Nei giorni in cui il comune di Milano rinuncia ad Equitalia per l’esazione delle multe e avvia un condono sulla riscossione delle esazioni delle cartelle risalenti a dieci anni fa, è opportuno ricordare una volta per tutte i fondamentali, ricordando una tra le norme meno conosciute da chi subisce le multe, cioè l’obbligo di dichiarare il conducente del veicolo che ha commesso l’infrazione.
Fuori i nomi
La legge è chiara: il proprietario dell’auto ha 60 giorni dalla notifica della multa per comunicare all’autorità chi era alla guida del veicolo nel momento in cui è stata contestata la contravvenzione. La ratio della norma è quella di punire la persona fisica (non il veicolo) che ha commesso la contravvenzione, in modo da potergli decurtare i punti della patente.
Lo dice la legge…
La norma è attuata con una riga sottile quanto importante, nel verbale che arriva a casa: l’invito a dichiarare le generalità del conducente. Quello che la burocrazia chiama “invito” è un vero e proprio obbligo che, alla fine dei conti, può arrivare a costare anche 1000 euro a chi non lo evade, a meno di non avere un’ottima scusa per nascondere l’identità del guidatore.

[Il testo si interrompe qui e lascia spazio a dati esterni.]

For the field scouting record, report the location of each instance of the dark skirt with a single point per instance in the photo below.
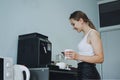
(87, 71)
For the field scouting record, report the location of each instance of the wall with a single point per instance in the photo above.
(43, 16)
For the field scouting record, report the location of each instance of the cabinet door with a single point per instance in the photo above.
(111, 65)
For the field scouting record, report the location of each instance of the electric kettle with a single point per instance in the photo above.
(18, 72)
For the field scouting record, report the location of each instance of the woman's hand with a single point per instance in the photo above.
(72, 55)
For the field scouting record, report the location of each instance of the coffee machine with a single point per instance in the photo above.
(34, 50)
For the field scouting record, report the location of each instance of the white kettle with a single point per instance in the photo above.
(18, 72)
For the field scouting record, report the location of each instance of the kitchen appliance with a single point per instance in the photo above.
(34, 50)
(6, 68)
(20, 71)
(39, 73)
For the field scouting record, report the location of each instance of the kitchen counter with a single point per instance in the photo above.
(47, 74)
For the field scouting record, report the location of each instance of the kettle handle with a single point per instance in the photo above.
(27, 72)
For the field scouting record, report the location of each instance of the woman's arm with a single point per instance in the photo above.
(95, 41)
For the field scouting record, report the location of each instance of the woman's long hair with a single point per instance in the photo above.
(79, 14)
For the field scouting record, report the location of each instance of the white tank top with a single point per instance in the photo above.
(84, 47)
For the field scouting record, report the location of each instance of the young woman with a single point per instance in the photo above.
(90, 47)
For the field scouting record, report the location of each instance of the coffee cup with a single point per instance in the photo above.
(61, 65)
(67, 50)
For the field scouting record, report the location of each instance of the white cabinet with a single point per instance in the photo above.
(111, 65)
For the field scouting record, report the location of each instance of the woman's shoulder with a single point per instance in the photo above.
(94, 33)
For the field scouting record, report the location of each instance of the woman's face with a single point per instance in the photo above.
(76, 25)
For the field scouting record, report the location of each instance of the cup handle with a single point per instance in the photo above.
(27, 72)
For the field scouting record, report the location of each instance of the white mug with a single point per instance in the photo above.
(67, 57)
(18, 72)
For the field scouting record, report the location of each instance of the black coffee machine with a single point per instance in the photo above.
(34, 50)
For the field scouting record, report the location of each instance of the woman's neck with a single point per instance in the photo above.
(86, 29)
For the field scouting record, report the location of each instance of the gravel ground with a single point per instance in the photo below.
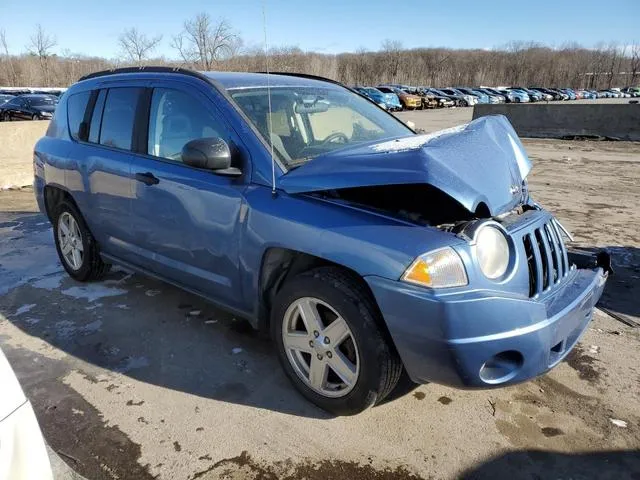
(135, 379)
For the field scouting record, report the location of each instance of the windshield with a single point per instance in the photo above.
(308, 121)
(42, 101)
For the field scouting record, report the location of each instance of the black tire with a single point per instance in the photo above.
(380, 365)
(92, 267)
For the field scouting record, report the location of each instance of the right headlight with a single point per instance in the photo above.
(492, 250)
(437, 269)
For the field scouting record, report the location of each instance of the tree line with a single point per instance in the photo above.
(205, 43)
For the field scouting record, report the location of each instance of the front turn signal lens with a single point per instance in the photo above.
(438, 269)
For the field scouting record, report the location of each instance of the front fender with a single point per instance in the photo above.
(361, 241)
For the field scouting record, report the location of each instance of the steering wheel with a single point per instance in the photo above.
(336, 136)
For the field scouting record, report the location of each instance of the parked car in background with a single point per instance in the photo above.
(481, 96)
(514, 96)
(524, 94)
(23, 455)
(29, 107)
(549, 94)
(365, 250)
(466, 100)
(392, 100)
(408, 100)
(632, 91)
(534, 94)
(5, 98)
(494, 91)
(376, 96)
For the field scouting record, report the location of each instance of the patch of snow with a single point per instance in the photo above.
(415, 141)
(92, 327)
(132, 363)
(24, 309)
(65, 328)
(92, 292)
(25, 255)
(50, 282)
(618, 423)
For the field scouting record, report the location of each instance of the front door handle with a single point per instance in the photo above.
(147, 178)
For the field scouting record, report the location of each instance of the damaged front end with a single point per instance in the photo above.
(474, 170)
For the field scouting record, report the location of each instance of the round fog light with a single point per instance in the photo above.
(502, 367)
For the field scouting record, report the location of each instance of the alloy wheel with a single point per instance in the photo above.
(320, 347)
(70, 240)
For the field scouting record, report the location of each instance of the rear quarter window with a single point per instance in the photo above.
(76, 108)
(118, 117)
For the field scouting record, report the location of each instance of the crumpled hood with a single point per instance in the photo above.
(479, 162)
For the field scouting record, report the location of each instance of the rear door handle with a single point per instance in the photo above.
(147, 178)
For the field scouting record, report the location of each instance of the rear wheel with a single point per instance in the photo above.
(326, 328)
(77, 249)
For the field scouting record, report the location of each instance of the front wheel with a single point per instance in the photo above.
(326, 328)
(77, 249)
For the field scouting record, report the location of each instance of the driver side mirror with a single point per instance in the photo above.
(211, 154)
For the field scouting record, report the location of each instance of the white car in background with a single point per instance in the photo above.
(23, 455)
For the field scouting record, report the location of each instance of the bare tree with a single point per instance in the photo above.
(204, 42)
(391, 50)
(11, 69)
(40, 45)
(136, 46)
(634, 65)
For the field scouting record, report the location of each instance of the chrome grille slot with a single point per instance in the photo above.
(546, 257)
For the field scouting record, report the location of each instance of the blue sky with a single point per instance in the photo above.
(332, 26)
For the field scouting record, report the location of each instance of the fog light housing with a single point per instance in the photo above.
(502, 367)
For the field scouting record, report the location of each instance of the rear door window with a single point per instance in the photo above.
(119, 116)
(96, 117)
(76, 108)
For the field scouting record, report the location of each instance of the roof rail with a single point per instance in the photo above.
(151, 69)
(306, 75)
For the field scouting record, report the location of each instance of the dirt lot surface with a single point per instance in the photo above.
(16, 150)
(134, 379)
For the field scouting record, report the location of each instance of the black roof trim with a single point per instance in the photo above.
(150, 69)
(306, 75)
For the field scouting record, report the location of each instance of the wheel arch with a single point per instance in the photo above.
(53, 195)
(280, 264)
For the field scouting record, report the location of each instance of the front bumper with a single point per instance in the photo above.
(484, 339)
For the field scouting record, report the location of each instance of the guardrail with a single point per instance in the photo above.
(538, 120)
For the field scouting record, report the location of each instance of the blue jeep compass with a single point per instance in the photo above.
(292, 201)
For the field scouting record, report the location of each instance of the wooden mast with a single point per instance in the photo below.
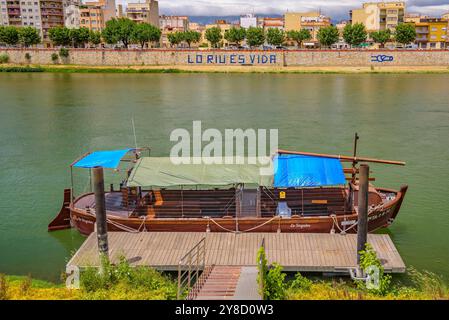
(343, 158)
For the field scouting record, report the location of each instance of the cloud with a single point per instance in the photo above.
(338, 9)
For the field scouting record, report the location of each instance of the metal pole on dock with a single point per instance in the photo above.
(362, 224)
(100, 212)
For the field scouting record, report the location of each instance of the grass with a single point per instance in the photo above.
(116, 282)
(124, 283)
(339, 289)
(185, 69)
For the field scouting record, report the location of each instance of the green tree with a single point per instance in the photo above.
(79, 37)
(355, 34)
(327, 36)
(60, 36)
(235, 35)
(299, 36)
(214, 36)
(275, 36)
(255, 36)
(95, 37)
(191, 36)
(144, 33)
(9, 35)
(175, 38)
(119, 30)
(2, 29)
(29, 36)
(405, 33)
(381, 37)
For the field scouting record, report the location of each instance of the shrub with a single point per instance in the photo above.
(123, 281)
(25, 285)
(4, 58)
(54, 57)
(301, 283)
(368, 258)
(22, 69)
(275, 283)
(263, 270)
(3, 287)
(271, 280)
(429, 283)
(64, 53)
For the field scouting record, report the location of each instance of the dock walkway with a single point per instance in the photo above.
(305, 252)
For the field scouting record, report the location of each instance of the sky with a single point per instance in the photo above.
(338, 9)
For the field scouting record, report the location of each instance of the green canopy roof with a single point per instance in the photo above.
(162, 172)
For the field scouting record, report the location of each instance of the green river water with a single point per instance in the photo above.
(48, 120)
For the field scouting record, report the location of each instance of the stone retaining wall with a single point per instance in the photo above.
(354, 58)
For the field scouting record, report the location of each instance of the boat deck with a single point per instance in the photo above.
(114, 204)
(307, 252)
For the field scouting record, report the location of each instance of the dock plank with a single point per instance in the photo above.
(294, 251)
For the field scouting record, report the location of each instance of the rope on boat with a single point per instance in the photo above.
(248, 230)
(335, 220)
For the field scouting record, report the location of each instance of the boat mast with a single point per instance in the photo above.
(354, 162)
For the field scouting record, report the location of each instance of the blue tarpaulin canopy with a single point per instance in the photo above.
(106, 159)
(307, 171)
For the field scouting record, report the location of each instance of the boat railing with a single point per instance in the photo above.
(261, 267)
(269, 194)
(190, 267)
(231, 202)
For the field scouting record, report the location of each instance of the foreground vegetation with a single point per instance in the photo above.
(118, 282)
(221, 69)
(123, 282)
(422, 285)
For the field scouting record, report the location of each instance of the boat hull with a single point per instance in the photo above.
(378, 218)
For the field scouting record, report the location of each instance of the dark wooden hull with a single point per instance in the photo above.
(378, 218)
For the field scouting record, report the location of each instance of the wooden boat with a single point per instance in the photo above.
(190, 207)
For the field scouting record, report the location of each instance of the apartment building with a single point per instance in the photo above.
(248, 20)
(268, 22)
(293, 20)
(432, 33)
(312, 21)
(146, 12)
(94, 15)
(72, 13)
(174, 23)
(223, 25)
(379, 15)
(170, 24)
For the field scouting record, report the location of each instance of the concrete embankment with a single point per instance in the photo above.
(210, 59)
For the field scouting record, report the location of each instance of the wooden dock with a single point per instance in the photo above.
(327, 253)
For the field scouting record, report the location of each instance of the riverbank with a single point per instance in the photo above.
(226, 69)
(425, 286)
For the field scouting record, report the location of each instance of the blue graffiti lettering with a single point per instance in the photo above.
(252, 58)
(382, 58)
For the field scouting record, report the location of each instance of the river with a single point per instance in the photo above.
(48, 120)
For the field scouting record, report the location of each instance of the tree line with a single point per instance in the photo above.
(117, 30)
(126, 32)
(25, 36)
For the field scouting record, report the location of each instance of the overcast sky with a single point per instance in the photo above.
(338, 9)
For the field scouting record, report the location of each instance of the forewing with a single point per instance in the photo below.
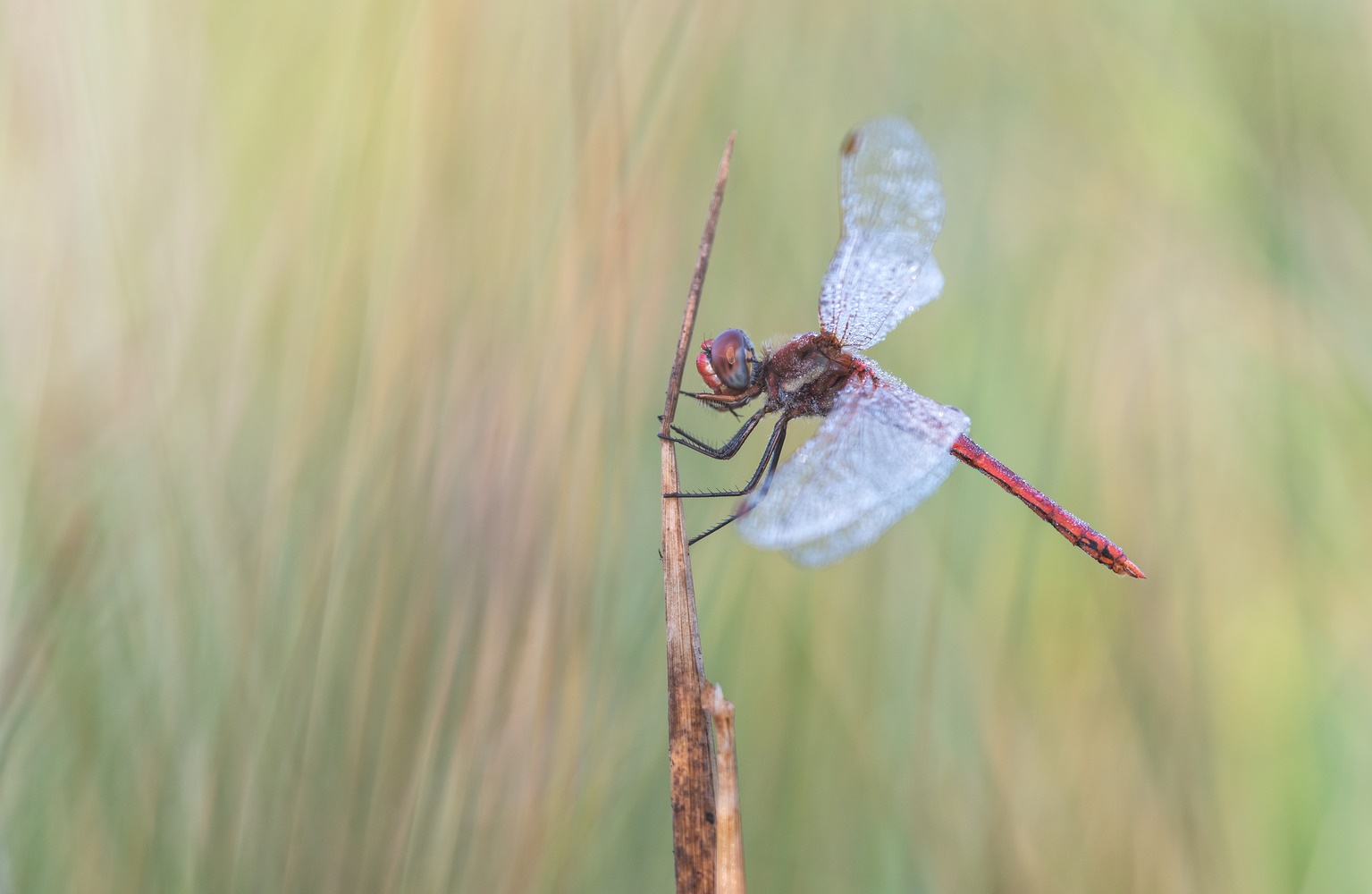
(881, 451)
(894, 207)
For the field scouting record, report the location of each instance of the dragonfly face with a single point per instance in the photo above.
(728, 361)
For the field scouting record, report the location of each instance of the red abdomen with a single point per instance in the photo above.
(1082, 535)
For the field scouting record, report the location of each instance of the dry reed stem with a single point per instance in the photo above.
(728, 829)
(687, 732)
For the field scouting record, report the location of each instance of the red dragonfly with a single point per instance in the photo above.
(881, 448)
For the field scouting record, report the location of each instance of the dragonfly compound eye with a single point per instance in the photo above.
(731, 355)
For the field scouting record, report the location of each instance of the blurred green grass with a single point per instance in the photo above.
(331, 341)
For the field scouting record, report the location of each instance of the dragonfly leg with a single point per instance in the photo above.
(722, 401)
(725, 451)
(779, 438)
(770, 455)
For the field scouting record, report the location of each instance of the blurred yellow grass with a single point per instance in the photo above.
(330, 348)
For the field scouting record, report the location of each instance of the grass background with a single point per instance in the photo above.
(331, 340)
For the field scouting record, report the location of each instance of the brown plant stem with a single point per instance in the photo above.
(687, 732)
(728, 843)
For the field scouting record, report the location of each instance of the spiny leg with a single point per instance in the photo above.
(770, 455)
(779, 435)
(725, 451)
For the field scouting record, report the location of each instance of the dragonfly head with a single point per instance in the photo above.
(728, 361)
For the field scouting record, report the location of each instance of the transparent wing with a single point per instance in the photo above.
(881, 451)
(894, 207)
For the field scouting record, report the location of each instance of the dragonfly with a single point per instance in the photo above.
(881, 447)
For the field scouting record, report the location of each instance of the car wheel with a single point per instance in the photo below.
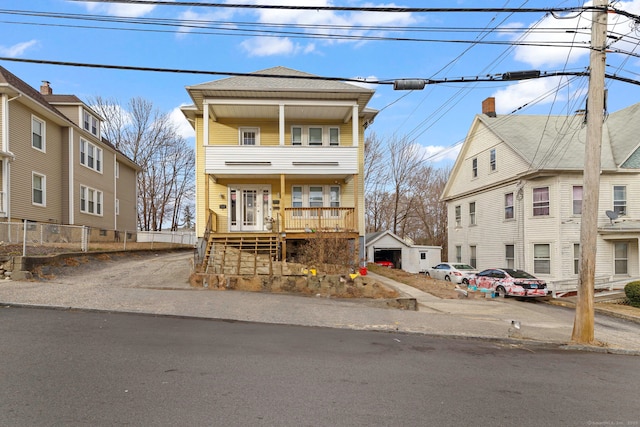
(502, 291)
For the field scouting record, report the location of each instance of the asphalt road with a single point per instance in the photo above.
(78, 369)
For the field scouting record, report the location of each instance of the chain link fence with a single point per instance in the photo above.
(33, 238)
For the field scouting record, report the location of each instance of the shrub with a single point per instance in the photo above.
(632, 291)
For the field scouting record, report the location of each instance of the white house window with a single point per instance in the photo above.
(315, 135)
(90, 123)
(542, 259)
(472, 213)
(249, 136)
(37, 133)
(577, 199)
(334, 136)
(315, 196)
(508, 206)
(38, 186)
(296, 135)
(620, 199)
(541, 201)
(90, 200)
(509, 255)
(90, 155)
(472, 256)
(621, 260)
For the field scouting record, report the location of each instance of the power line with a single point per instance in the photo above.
(350, 8)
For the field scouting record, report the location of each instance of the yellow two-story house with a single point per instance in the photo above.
(279, 158)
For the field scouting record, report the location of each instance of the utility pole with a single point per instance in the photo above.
(583, 326)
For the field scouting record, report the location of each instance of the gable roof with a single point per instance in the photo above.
(10, 80)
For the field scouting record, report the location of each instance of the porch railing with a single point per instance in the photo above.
(319, 219)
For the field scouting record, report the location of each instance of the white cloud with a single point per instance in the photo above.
(439, 153)
(315, 22)
(118, 9)
(182, 125)
(576, 43)
(17, 49)
(540, 91)
(269, 46)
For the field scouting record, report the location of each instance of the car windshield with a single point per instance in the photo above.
(462, 266)
(519, 274)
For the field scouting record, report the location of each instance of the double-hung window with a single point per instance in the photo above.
(91, 124)
(249, 136)
(621, 258)
(38, 189)
(509, 255)
(472, 213)
(541, 201)
(315, 135)
(37, 133)
(90, 155)
(542, 259)
(492, 160)
(620, 199)
(508, 206)
(577, 199)
(315, 196)
(90, 200)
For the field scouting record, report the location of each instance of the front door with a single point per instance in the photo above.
(250, 208)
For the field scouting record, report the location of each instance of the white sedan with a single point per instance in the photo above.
(452, 272)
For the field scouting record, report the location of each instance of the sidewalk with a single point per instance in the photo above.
(489, 319)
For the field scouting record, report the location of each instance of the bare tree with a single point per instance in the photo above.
(150, 139)
(405, 160)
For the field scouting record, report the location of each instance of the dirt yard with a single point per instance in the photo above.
(435, 287)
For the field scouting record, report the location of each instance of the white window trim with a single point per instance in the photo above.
(493, 164)
(43, 128)
(243, 129)
(326, 194)
(326, 135)
(98, 201)
(91, 118)
(43, 189)
(97, 156)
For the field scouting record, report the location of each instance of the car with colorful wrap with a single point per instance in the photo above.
(508, 282)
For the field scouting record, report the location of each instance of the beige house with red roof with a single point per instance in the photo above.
(54, 165)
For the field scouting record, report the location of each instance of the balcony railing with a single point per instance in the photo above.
(319, 219)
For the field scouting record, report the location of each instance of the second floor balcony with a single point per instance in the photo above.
(234, 160)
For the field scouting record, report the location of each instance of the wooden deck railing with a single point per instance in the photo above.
(319, 219)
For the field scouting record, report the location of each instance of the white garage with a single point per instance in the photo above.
(386, 246)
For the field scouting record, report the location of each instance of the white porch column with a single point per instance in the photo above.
(355, 121)
(205, 124)
(281, 123)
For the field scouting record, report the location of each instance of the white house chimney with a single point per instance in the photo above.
(45, 89)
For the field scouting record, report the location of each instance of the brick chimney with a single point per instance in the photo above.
(489, 107)
(45, 89)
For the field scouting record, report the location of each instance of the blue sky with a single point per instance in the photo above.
(437, 118)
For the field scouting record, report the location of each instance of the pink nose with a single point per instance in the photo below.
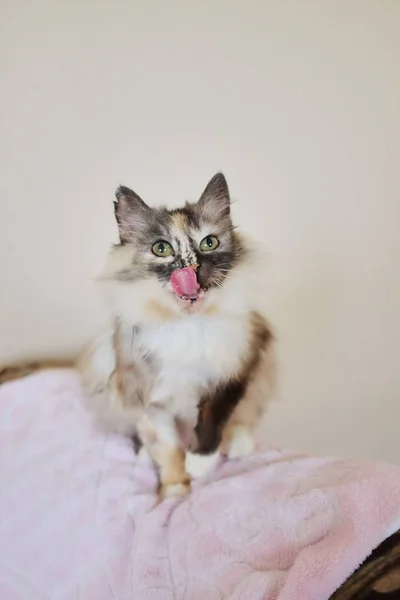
(184, 282)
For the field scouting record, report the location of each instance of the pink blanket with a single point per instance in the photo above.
(79, 518)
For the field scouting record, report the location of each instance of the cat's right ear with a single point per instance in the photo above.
(131, 213)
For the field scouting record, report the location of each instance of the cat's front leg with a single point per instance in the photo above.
(159, 434)
(215, 410)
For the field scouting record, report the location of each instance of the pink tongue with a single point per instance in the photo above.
(184, 282)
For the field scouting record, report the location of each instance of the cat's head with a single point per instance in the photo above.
(181, 257)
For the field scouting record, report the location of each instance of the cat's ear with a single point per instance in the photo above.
(215, 200)
(131, 213)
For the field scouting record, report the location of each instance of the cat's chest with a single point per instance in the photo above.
(211, 346)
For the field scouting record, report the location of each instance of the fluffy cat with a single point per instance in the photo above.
(185, 360)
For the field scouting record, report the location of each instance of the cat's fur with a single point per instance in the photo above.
(165, 367)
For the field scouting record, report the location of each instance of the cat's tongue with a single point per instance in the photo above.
(184, 282)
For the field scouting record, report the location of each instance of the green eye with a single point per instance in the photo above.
(209, 243)
(162, 249)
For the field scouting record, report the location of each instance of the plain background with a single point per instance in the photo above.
(297, 102)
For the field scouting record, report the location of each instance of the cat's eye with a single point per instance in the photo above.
(162, 249)
(209, 243)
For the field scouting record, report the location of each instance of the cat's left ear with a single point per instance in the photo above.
(131, 212)
(215, 200)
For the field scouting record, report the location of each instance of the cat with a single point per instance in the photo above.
(186, 359)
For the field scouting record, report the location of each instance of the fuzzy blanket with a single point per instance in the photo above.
(79, 517)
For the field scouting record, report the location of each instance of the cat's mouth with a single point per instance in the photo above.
(190, 301)
(185, 286)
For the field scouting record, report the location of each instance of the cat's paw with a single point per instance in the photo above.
(174, 490)
(241, 444)
(199, 465)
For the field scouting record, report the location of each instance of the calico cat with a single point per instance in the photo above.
(186, 358)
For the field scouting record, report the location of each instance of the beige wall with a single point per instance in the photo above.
(298, 102)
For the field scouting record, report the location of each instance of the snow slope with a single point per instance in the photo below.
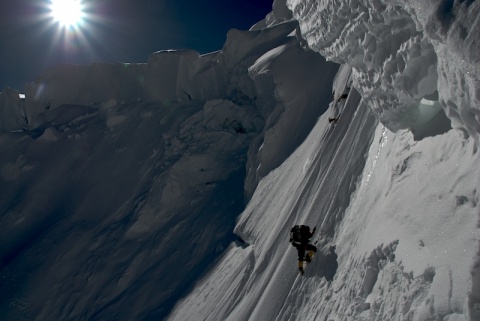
(402, 51)
(120, 184)
(399, 231)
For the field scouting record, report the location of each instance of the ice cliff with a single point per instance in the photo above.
(401, 52)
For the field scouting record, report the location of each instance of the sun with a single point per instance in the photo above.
(68, 13)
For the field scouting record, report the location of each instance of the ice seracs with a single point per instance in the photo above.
(402, 51)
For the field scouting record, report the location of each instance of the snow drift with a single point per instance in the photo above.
(122, 185)
(402, 51)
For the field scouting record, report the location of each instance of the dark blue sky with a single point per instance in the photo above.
(117, 31)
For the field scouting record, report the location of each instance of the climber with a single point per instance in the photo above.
(300, 238)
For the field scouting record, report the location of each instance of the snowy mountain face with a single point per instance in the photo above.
(402, 51)
(123, 185)
(121, 182)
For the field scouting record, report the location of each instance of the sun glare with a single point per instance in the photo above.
(68, 13)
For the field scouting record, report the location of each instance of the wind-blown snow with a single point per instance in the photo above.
(402, 215)
(402, 51)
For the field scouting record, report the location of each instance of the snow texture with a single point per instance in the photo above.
(123, 186)
(402, 51)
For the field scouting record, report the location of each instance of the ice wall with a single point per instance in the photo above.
(262, 67)
(402, 51)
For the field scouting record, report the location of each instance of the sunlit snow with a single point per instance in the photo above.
(166, 190)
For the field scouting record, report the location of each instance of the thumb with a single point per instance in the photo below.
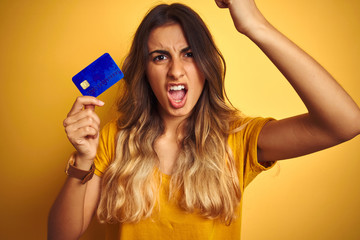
(90, 106)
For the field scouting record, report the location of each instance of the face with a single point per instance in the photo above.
(172, 72)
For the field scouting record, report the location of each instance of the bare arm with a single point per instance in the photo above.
(76, 203)
(333, 117)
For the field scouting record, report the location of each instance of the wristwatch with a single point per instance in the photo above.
(74, 172)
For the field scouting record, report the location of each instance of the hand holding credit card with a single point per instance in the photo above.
(98, 76)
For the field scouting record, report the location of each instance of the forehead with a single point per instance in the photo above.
(169, 36)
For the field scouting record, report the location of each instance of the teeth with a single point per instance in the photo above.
(177, 88)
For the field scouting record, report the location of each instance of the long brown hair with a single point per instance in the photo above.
(204, 176)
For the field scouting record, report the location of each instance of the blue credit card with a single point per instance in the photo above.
(98, 76)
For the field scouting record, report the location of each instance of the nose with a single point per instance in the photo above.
(176, 69)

…a meno di non avere una scusa
Infatti, in caso di giustificato motivo, si può non dare l’identità di chi guidava. E qui, però, iniziano i guai perché, letteralmente, ogni amministrazione ha una sua regola, quindi, a seconda del comune o dell’istituzione che ha emesso la multa può cambiare la ragione per considerarlo, quindi, occhio. Tuttavia, se entro 150 giorni, senza giustificato motivo, non viene comunicata l’identità di chi guidava, le sanzioni schizzano in alto.
E se la multa è contestata?
La domanda successiva è se va dato il nome del conducente anche quando la multa è oggetto di ricorso. Qua, le tesi sono divergenti e gli esperti sono divisi in due: tra chi è per dare il nome e chi è per non darlo. Tuttavia, forse, in attesa che la giurisprudenza si muova, è meglio risolvere la cosa alla radice e vuotare subito il sacco.